The role of women in the Crusades is frequently viewed as being limited to domestic or illicit activities during the Crusades. While to some extent this is true, some women also took part in other activities, including armed combat in the battles of the Holy Land. This article focuses on the first Crusades (those from 1096 to 1131)[1] and identifies known participants. It also highlights some of the more famous women of the later crusades.[2] For a discussion of the sociological and religious aspects of the mixing of women with the predominantly male crusaders, the reader is referred to the referenced documents.[3]
While some women remained at home to act as regents for their estates during the crusades, many other women went on quests and fought in battle.[4] Noblewomen fought in combat, their upbringing likely preparing them for this possibility, going so far as to include lessons on riding into battle.[5]

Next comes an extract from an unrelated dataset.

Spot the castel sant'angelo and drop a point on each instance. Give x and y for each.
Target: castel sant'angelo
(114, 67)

However, it was not only noblewomen who participated in the crusades. Women who were of the common people were also present throughout the venture, performing tasks such as removing lice from soldiers' heads and/or washing clothes. In fact, the washerwoman was the only role for a woman approved by the Catholic Church and permitted during the First Crusade, as long as they were unattractive, for fear that the troops would engage with them in sexual relations. However, this stipulation was typically not obeyed and all types and classes of women took part in the crusades.[4] Every time an army marched, several women would join them as sutlers or servants, as well as prostitutes. Unmentioned in victory, they took the blame for defeat and were purged from the campaign several times throughout the crusades, for relations with them were considered sinful among soldiers who had left their homelands to fight a holy cause and were supposed to be pure in thought and deed.[4] In addition, numerous nuns also accompanied the religious men, namely priests and bishops, that traveled as part of the quests, while other women took up arms, an anathema to their Muslim foes.

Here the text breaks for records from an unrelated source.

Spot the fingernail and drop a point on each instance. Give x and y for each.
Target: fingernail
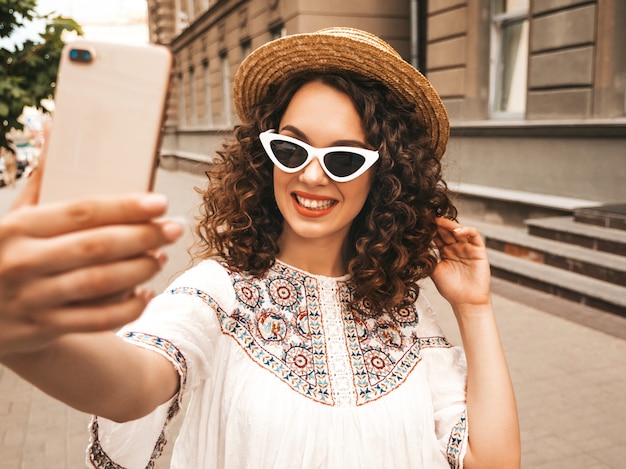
(153, 201)
(145, 294)
(172, 231)
(160, 257)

The appearance of women was less common among western chroniclers whose focus was more male-dominated. However, mentions of female crusaders are more commonly found in Muslim accounts of the Crusades, as the aggressiveness of Christian women was often seen as a way for Muslims to demonstrate how ruthless and depraved their foes could be.[6] During the later crusades, many women whose stories remain were from the Middle East region, including one of a Muslim woman who fought the crusaders.[7]
^Riley-Smith, Jonathan (1997). The First Crusaders, 1095-1131. Cambridge: Cambridge University Press.
^Kivisto, Lili; et al. (1997). "The Great Crusades: A Woman's Role". University of Michigan.
^Edgington, S., & Lambert, S. (2002). Gendering the crusades. Columbia University Press.
^ abcSantosuosso, Antonio (2004). Barbarians, Marauders, and Infidels. Oxford, UK: Westview Press. p. 268. ISBN 0813391539.
^Santosuosso, Antonio (2004). Barbarians, Marauders, and Infidels: The Ways of the Medieval Warfare. Oxford, UK: Westview Press. p. 268. ISBN 0813391539.
^Santosuosso, Antonio (2004). Barbarbarians, Marauders, and Infidels. Oxford, UK: Westview Press. pp. 267–268. ISBN 0813391539.
^Hodgson, Natasha (2007). Women, Crusading and the Holy Land in Historical Narrative. Boydell.